I have been reading the documentation of Biet model here. In the section pooler output this is what is written

Last layer hidden-state of the first token of the sequence (classification token) after further processing through the layers used for the auxiliary pretraining task. E.g. for the BERT-family of models, this returns the classification token after processing through a linear layer and a tanh activation function. The linear layer weights are trained from the next sentence prediction (classification) objective during pretraining

After going through the code (here)[https://github.com/huggingface/transformers/blob/master/src/transformers/models/beit/modeling_beit.py#L666-L667], the pooler output is actually the mean of all hidden states and not a linear projection on the CLS token.
Is it possible to update the documentation as it creates confusion while going through it?
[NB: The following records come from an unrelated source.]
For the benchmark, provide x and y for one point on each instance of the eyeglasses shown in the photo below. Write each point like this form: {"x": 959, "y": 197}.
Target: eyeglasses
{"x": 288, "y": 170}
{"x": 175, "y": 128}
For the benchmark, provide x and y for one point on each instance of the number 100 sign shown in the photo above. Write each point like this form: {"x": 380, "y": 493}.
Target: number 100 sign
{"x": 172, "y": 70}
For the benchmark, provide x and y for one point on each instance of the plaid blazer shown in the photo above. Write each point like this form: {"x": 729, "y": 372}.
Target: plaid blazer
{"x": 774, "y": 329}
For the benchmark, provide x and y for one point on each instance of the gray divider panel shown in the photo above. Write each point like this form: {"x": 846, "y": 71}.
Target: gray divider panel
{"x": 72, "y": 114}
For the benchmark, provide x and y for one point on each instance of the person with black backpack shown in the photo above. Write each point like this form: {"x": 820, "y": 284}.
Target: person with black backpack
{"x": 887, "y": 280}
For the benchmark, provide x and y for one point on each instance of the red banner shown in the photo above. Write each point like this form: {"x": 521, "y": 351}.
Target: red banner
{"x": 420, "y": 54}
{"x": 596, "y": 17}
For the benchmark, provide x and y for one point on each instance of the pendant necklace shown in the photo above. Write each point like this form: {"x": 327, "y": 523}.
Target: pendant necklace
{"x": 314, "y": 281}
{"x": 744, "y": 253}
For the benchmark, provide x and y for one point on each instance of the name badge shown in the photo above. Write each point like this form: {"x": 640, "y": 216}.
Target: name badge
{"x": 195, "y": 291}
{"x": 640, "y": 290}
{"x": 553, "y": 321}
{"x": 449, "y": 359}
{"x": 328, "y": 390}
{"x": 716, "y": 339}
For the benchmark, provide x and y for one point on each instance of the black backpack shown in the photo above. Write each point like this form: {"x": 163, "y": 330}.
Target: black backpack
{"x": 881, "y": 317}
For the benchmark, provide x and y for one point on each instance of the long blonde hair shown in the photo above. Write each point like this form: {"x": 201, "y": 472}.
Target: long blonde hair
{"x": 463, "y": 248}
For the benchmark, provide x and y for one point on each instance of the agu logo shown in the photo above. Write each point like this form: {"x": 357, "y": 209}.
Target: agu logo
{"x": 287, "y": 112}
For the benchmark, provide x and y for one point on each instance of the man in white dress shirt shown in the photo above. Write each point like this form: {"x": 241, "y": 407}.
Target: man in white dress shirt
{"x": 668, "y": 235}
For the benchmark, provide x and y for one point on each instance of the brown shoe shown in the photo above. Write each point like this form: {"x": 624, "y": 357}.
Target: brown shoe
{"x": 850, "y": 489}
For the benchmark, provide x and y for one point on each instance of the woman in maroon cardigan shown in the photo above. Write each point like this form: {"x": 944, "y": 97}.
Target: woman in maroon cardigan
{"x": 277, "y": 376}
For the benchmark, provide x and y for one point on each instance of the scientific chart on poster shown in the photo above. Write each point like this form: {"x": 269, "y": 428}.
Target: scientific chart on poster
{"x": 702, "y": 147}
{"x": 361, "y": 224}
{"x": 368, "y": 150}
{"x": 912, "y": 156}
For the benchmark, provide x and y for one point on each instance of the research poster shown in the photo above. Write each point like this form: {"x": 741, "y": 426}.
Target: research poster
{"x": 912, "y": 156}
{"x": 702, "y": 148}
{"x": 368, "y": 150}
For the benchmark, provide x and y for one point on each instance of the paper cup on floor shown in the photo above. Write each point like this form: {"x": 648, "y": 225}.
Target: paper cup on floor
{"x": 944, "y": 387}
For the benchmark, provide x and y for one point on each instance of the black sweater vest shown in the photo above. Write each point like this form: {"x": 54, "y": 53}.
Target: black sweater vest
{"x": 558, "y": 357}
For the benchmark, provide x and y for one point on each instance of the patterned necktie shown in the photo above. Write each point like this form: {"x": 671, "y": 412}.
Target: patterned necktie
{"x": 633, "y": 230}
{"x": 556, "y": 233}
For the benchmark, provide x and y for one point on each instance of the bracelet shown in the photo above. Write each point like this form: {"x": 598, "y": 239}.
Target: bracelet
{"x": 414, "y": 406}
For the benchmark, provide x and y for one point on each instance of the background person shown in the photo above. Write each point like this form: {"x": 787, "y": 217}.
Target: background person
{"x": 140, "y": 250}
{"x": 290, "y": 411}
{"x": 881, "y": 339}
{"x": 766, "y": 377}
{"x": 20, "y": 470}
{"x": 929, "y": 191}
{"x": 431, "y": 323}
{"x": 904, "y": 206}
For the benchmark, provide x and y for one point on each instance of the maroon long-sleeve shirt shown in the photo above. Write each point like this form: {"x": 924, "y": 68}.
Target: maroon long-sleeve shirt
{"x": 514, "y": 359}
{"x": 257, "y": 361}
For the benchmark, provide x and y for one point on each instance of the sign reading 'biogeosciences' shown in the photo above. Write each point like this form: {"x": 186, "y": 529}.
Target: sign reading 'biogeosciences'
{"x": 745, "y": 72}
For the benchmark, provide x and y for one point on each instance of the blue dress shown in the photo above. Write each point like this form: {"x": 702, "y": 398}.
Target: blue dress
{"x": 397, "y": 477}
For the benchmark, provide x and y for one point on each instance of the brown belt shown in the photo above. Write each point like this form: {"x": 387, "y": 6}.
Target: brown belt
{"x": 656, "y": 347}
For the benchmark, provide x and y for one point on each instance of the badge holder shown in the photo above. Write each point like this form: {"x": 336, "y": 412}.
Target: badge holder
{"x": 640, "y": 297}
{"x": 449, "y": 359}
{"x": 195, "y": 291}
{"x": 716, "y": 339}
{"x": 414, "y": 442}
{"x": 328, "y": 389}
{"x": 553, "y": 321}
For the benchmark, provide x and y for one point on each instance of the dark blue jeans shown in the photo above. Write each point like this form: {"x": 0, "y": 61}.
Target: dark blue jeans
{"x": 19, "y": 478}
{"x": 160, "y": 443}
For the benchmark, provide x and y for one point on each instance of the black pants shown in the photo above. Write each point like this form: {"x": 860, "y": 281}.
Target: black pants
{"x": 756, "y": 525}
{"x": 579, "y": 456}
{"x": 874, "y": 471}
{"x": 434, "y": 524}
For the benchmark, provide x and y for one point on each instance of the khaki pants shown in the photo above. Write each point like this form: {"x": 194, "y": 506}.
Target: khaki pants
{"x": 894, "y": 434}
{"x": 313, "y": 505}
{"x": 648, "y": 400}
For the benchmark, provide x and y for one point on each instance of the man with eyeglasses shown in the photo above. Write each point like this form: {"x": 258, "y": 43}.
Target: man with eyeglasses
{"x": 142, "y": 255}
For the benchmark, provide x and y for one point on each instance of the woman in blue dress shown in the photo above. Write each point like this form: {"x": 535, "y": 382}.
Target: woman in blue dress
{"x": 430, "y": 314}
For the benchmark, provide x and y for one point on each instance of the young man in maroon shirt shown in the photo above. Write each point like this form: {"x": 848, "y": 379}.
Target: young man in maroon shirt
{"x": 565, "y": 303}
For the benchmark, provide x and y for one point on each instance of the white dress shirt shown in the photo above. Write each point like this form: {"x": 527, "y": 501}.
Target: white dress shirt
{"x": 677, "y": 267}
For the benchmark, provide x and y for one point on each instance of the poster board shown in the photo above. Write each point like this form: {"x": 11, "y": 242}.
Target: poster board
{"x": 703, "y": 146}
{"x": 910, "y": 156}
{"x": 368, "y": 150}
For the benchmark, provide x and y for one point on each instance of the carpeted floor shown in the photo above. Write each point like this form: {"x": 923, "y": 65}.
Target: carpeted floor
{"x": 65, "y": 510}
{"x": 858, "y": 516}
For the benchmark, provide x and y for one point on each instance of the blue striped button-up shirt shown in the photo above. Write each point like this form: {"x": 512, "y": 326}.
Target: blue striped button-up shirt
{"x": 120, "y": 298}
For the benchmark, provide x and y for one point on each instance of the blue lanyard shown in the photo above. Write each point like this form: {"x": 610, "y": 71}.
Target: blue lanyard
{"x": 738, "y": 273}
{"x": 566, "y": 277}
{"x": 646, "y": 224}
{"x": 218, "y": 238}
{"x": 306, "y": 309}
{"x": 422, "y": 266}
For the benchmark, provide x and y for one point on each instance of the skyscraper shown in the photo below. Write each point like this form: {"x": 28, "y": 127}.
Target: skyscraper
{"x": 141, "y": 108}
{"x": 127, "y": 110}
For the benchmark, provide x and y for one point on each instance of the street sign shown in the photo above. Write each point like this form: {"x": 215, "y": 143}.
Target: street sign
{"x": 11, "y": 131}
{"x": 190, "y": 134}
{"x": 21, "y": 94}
Note: I thought of raising the issue in the GitHub repo but couldn’t find how to do it incase of documentation.

Hi,

Thanks for reporting. Indeed, BeitModel currently returns an output of type BaseModelOutputWithPooling. This is a generic class that automatically generates the documentation for the model, defined here. However, in this case, it might be better to define a custom BeitModelOutput, that better describes the outputs of the model.

Do you mind opening a PR for this? This would mean defining a new dataclass within modeling_beit.py.

Otherwise, I’ll do it :wink:

Hello,

I raised a pull request here: Added Beit model ouput class by lumliolum · Pull Request #14133 · huggingface/transformers · GitHub

Can you tell me why the CircleCI - check code quality test is failing?